Big Voices Rally To Support Beleaguered Chicken Farmers
On Wednesday, the House Appropriations Committee approved its version of the budget for fiscal year 2016 for USDA and the Food and Drug Administration, and finally, there was some progress in the long plight to seek justice for poultry farmers.
For those of you who remember John Oliver’s recent piece on how unfairly chicken farmers are treated by big chicken processing companies, this is the House committee he highlighted by flashing members’ pictures on the screen (famously hurling the epithet we won’t repeat here). So the good news is that finally, the bill passed by the House committee did not include a provision found in previous years that had blocked the USDA from implementing important measures to protect farmers from unfair and abusive practices by meatpackers and poultry processors. These rules had been stalled since 2011 by a long-standing amendment pushed by the meatpackers and poultry companies.
Although Food & Water Watch and our allied farm organizations successfully pushed to get these measures included in the 2008 Farm Bill, the meatpacker and poultry processing lobby had kept the rules from ever going into effect, often through the limitations they put in previous years’ appropriations bills.
While Reps. Marcy Kaptur (D-Ohio) and Chellie Pingree (D-Maine) have been championing this issue for years, the dam began to break starting with John Oliver. And this week, Rep. Kaptur and Farm Aid president Willie Nelson penned a strong op-ed in the Washington Post highlighting the plight of America’s chicken farmers and urging the Appropriations Committee to let USDA get moving to protect chicken farmers.
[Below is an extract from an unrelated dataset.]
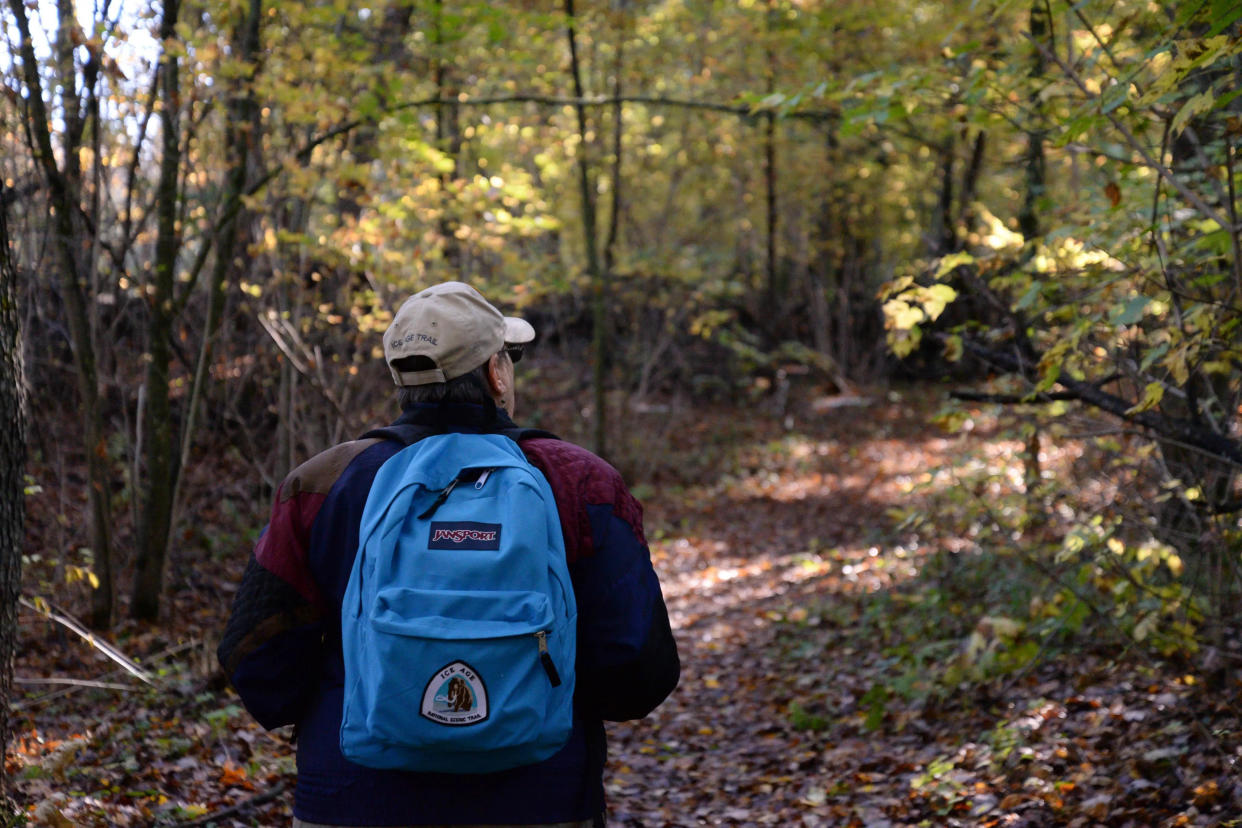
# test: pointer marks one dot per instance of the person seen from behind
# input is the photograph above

And contract fairness for farmers wasn’t the only topic the committee dealt with on Wednesday. A few other highlights (and lowlights):
The bill contains a provision that would prohibit USDA from purchasing any poultry products from the People’s Republic of China for use in the nutrition programs the department administers, including the National School Lunch Program.
The bill contains a provision that prohibits USDA from implementing rules that permit fresh beef imports from Brazil and Argentina until a risk assessment on the presence of foot and mouth disease in those two countries is completed and a report is filed with Congress on the status of their respective meat inspection systems.
The bill prohibits the elimination of the USDA catfish inspection program that was established by the 2014 Farm Bill in any trade negotiations with foreign governments.
The bill directs FDA to report semi-annually on the status of its investigation of pet illnesses and deaths caused by pet food imported from the People’s Republic of China.
The final bill includes cuts in the budget for the Food Safety Inspection Service to reduce inspection workforce to implement a new privatized poultry inspection system that lets chicken companies perform inspection tasks now performed by USDA employees.
The bill only provides approximately 40 percent of the requested funds to implement FDA’s Food Safety Modernization Act.
But this process isn’t finished. The House Committee dropped the bad pieces of the bill that would block farmer contract protections from being finalized, but they could still show up later on the House floor, in the Senate or somewhere along the long road to the president’s desk. The same holds true for the prohibition against Chinese chicken in school lunches, the reaffirmation of USDA’s catfish inspection, reporting on pet illnesses from Chinese pet treats and the prohibition against beef imports from Argentina and Brazil. And this year could see Congressional gridlock devolve into near government shutdown, as in years past, which means all the good work done this week could get swept away by last minute Congressional deal cutting.